Launch of NHB’s Our Void Decks, Our Shared Spaces

13 04 2012

Void decks became a common feature of blocks of flats in Housing and Development Board (HDB) estates back in the 1970s. Offering shade and shelter, they quite naturally found use as common spaces for social interaction as well as for community events. Over time, the use of void decks have evolved beyond this and uses of the common spaces have extended to children’s toy libraries, bird singing corners, civil defence shelters, retail spaces, playgrounds and community art galleries.

Dr Yaacob Ibrahim opening 'Our Void Decks, Our Shared Spaces' exhibition at Blk 2, Saint George's Road on 12 April 2012. Looking on is James Seah.

To discover more of the history and evolution of void decks and their use, do visit National Heritage Board’s (NHB) exhibition “Our Void Decks, Our Shared Spaces”, which was opened by Dr Yaacob Ibrahim, Minister for Information, Communications and the Arts, and Advisor for Kolam Ayer, on 12 April 2012. The exhibition is the third in a series of travelling exhibitions focusing on community heritage and highlights the history and development of void decks in the Housing Development Board (HDB) heartlands, their common features and uses, and their role in providing shelter, building community, and promoting racial integration. The exhibition will also feature learning games related to the exhibition for which NHB has partnered Handson Learning, an educational consultancy specialising in museum and heritage programmes. The games will be conducted by students from schools in the proximity of the exhibition and for the preview during the opening, involved National Education Captains from Bendemeer Secondary School.

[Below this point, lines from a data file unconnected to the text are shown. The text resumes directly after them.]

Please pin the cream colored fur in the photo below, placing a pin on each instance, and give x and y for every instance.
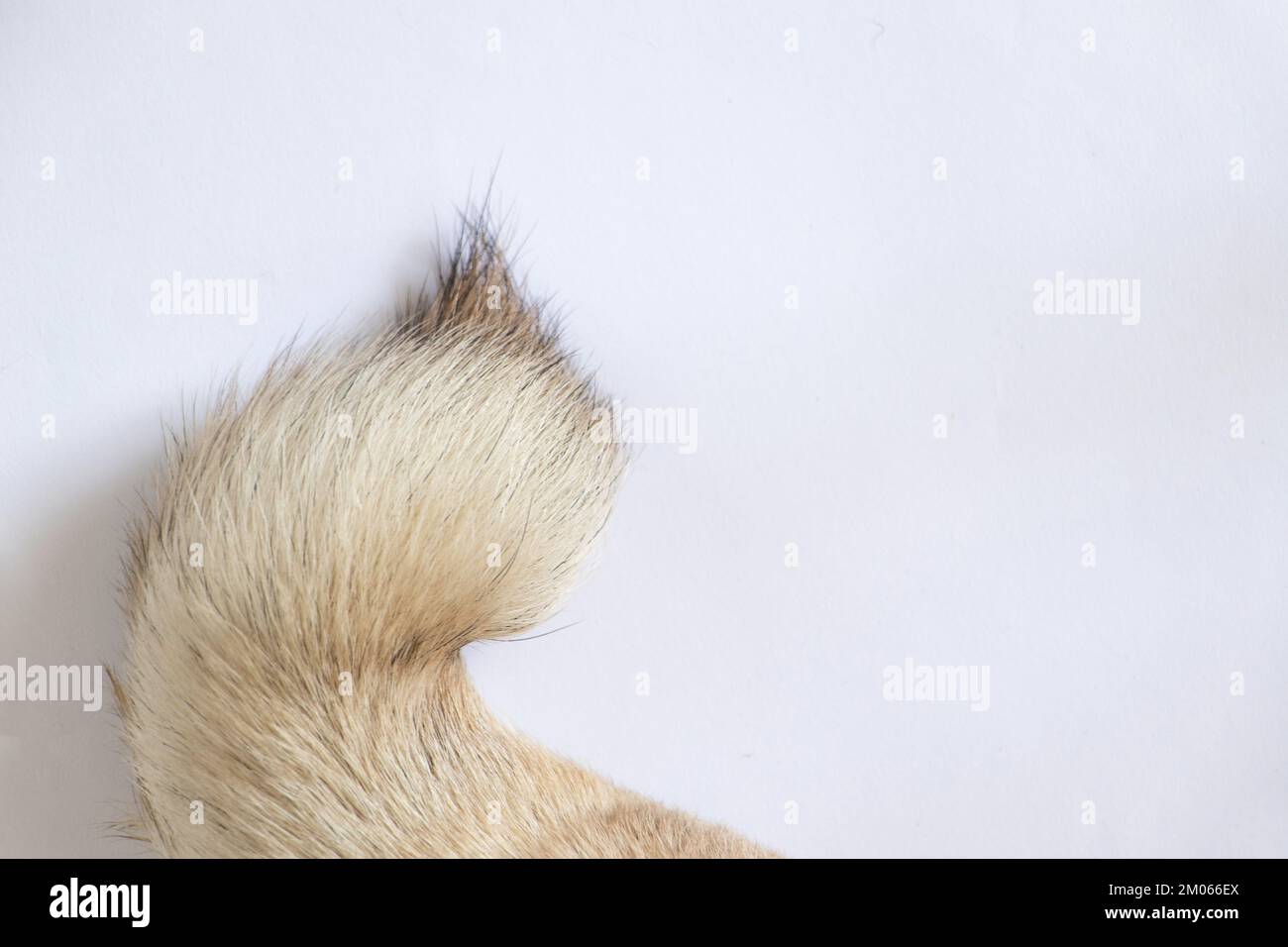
(361, 515)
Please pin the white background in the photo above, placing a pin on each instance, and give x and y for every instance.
(814, 425)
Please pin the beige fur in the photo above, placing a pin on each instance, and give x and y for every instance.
(347, 514)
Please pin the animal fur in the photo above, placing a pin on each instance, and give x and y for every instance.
(362, 515)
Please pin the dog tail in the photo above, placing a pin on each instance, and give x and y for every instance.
(321, 549)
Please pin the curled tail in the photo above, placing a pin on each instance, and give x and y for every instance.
(318, 554)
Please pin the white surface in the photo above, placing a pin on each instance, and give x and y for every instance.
(769, 169)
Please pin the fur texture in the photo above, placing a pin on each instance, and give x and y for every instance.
(362, 515)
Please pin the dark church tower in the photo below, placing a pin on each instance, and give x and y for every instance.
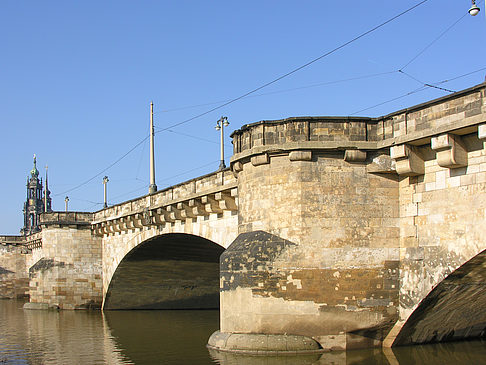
(36, 202)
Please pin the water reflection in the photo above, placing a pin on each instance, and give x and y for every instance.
(168, 337)
(172, 337)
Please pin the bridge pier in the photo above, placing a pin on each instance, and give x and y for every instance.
(65, 267)
(348, 225)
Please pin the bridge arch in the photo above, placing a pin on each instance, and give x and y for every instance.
(168, 271)
(454, 310)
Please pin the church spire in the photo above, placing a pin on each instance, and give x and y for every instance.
(34, 172)
(35, 203)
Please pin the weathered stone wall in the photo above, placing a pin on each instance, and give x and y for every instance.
(218, 228)
(443, 215)
(204, 207)
(14, 278)
(318, 249)
(346, 225)
(68, 274)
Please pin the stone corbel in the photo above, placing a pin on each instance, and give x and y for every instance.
(147, 218)
(450, 150)
(197, 207)
(174, 213)
(354, 156)
(211, 205)
(161, 216)
(116, 226)
(300, 156)
(110, 225)
(135, 221)
(237, 167)
(122, 224)
(383, 164)
(407, 161)
(262, 159)
(482, 132)
(186, 211)
(226, 201)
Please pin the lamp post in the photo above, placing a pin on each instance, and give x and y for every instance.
(474, 8)
(220, 124)
(152, 186)
(105, 181)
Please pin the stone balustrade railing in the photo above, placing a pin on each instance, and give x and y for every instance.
(213, 193)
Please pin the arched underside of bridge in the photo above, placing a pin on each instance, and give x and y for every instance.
(172, 271)
(454, 310)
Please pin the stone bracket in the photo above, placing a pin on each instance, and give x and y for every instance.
(300, 155)
(450, 150)
(482, 132)
(226, 201)
(382, 164)
(211, 205)
(354, 156)
(407, 161)
(262, 159)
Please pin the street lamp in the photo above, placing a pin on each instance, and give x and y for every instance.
(474, 9)
(220, 124)
(105, 181)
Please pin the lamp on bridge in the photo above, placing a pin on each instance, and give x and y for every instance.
(105, 181)
(474, 9)
(220, 124)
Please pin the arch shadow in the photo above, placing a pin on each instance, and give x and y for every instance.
(454, 310)
(171, 271)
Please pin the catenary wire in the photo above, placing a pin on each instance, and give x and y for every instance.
(298, 68)
(283, 91)
(254, 90)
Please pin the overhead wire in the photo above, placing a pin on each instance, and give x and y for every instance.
(253, 91)
(424, 87)
(298, 68)
(104, 170)
(284, 90)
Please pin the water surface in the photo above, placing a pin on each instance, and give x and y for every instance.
(172, 337)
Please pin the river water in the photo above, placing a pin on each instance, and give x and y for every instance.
(171, 337)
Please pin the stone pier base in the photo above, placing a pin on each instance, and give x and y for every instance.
(249, 343)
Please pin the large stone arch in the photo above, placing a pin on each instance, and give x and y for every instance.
(454, 310)
(168, 271)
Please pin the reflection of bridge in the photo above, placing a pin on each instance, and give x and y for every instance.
(351, 231)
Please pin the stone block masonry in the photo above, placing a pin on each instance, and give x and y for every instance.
(340, 233)
(69, 272)
(14, 280)
(347, 224)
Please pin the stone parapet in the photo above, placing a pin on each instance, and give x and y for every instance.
(161, 209)
(347, 224)
(60, 219)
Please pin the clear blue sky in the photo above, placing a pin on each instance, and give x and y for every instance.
(77, 78)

Handons Learning with which NHB has partnered is training students from neighbourhood schools to conduct learning games related to the exhibition to help raise awareness of the vital role that void decks play .

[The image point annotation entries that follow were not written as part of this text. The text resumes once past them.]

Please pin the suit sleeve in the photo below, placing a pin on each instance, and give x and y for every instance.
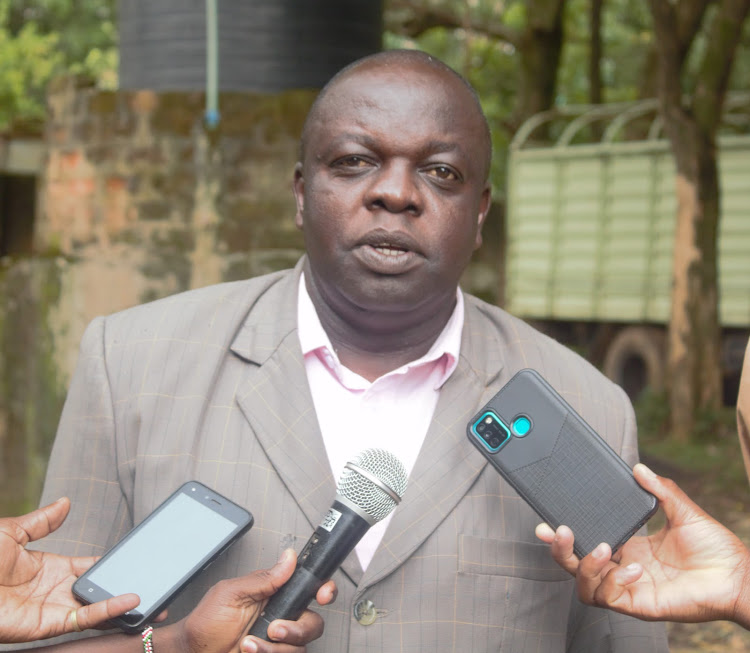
(596, 629)
(84, 462)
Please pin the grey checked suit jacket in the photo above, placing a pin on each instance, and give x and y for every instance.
(210, 385)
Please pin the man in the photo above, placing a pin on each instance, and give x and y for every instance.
(692, 570)
(264, 388)
(36, 601)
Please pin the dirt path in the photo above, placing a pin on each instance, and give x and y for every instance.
(732, 508)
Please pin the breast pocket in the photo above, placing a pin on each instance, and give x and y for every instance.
(513, 594)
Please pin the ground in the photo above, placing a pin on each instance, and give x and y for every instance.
(711, 472)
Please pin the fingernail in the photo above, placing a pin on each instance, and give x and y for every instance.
(248, 646)
(632, 568)
(279, 632)
(647, 471)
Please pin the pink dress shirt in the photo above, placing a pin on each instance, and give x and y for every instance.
(392, 413)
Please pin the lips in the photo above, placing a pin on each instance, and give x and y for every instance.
(388, 252)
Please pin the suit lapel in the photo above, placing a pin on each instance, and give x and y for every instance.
(276, 401)
(448, 464)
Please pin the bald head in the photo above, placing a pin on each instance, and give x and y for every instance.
(399, 62)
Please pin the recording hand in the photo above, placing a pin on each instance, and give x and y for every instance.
(35, 588)
(693, 569)
(219, 622)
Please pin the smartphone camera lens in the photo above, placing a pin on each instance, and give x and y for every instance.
(491, 432)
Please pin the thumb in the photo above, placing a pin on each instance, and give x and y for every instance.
(262, 584)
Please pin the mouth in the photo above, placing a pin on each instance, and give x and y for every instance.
(387, 249)
(389, 253)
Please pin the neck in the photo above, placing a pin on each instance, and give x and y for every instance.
(372, 343)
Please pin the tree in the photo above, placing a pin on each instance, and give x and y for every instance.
(691, 112)
(40, 39)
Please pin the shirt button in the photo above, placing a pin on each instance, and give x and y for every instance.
(365, 612)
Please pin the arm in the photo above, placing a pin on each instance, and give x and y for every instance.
(84, 461)
(222, 618)
(692, 570)
(35, 597)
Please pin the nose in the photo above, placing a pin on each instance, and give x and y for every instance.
(395, 189)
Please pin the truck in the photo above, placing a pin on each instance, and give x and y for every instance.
(590, 224)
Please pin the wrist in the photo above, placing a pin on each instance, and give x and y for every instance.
(167, 639)
(741, 613)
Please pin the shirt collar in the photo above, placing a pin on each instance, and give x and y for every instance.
(314, 341)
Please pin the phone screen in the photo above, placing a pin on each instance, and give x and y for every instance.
(163, 550)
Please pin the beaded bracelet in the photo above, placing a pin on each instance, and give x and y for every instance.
(146, 638)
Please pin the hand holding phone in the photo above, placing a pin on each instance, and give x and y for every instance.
(161, 555)
(559, 465)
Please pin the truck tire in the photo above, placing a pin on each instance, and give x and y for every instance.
(636, 360)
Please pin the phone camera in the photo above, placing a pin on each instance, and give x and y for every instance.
(491, 432)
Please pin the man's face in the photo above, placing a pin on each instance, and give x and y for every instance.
(392, 193)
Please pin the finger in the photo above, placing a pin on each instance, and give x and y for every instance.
(43, 521)
(612, 592)
(562, 550)
(545, 533)
(677, 506)
(327, 593)
(590, 572)
(297, 633)
(80, 564)
(96, 614)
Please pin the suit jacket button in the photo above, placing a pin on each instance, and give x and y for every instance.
(365, 612)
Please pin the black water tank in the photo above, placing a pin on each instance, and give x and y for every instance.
(263, 45)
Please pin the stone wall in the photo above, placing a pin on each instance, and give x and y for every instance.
(137, 200)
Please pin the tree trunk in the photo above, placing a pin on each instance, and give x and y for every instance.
(694, 361)
(691, 124)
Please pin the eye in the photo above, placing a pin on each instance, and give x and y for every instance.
(352, 161)
(443, 173)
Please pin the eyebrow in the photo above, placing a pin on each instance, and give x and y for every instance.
(435, 146)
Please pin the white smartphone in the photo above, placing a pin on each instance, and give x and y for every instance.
(161, 555)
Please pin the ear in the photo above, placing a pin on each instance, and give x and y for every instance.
(299, 195)
(484, 208)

Representatives from Handons Learning together with National Education Captains from Bendemeer Secondary School were on hand to demonstrate the Snakes and Ladder game.

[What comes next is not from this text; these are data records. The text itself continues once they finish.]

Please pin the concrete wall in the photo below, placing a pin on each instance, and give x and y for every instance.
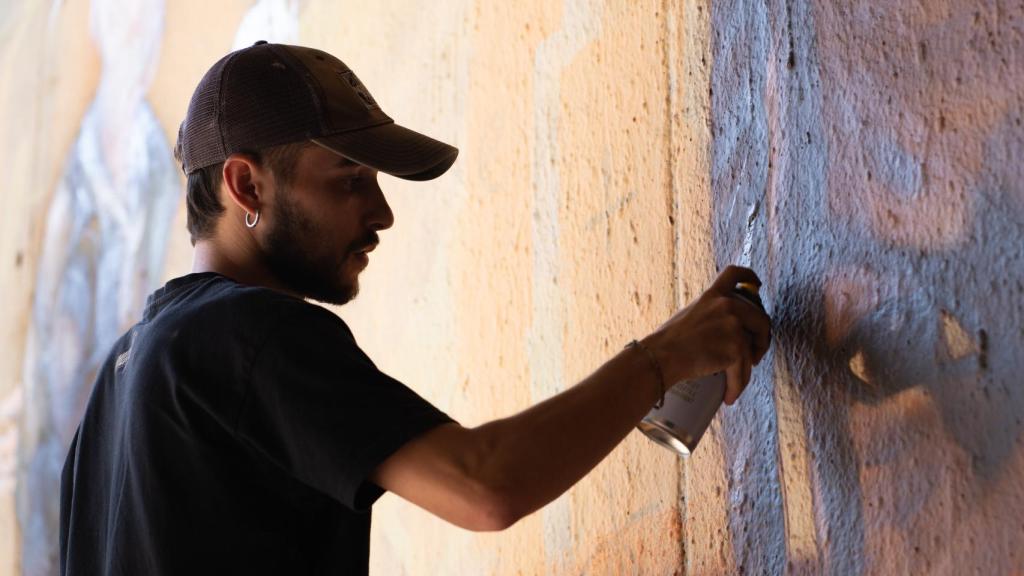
(864, 159)
(869, 155)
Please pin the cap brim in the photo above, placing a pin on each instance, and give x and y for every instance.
(393, 150)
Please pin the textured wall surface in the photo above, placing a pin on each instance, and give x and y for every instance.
(864, 157)
(867, 157)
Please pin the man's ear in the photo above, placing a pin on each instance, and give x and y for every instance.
(245, 179)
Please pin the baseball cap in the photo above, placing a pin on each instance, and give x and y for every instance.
(269, 94)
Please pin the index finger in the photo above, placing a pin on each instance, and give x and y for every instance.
(731, 276)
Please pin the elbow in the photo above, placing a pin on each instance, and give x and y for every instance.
(495, 512)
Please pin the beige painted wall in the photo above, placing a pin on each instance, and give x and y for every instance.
(612, 155)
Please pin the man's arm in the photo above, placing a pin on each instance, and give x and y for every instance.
(488, 477)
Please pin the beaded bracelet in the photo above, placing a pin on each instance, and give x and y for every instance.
(654, 365)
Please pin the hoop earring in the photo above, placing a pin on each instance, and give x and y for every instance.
(253, 224)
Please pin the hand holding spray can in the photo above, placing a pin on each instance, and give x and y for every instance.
(690, 405)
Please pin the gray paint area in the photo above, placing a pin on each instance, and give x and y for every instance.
(873, 152)
(105, 239)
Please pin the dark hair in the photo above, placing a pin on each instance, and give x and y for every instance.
(203, 187)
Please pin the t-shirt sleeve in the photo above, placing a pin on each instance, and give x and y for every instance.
(317, 407)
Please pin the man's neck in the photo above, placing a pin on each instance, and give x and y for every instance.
(208, 256)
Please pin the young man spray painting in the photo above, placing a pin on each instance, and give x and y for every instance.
(239, 428)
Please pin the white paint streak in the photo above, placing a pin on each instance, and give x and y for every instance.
(581, 24)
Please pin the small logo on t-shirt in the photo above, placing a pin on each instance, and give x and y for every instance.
(122, 359)
(360, 89)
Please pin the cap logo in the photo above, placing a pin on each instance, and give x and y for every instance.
(356, 85)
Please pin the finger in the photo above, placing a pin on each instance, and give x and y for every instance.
(731, 276)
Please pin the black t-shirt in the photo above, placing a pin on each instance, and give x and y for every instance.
(231, 432)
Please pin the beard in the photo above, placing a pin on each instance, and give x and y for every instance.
(318, 276)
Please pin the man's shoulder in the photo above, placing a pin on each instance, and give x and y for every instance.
(222, 307)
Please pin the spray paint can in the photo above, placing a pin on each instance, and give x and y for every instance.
(690, 405)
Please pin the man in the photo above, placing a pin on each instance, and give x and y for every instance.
(238, 428)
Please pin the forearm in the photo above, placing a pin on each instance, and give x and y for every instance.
(539, 453)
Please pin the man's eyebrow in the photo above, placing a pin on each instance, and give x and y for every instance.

Besides the exhibition which is currently at Blk 2 Saint George’s Road Singapore 320002 until the end of April, there are also a group of bloggers (including myself) who have written personal stories and experiences and shared photographs to the exhibition.
The exhibition moves to Marine Parade in May 2012 and after to other void decks around Singapore.

Children from the neighbourhood having a go at the game.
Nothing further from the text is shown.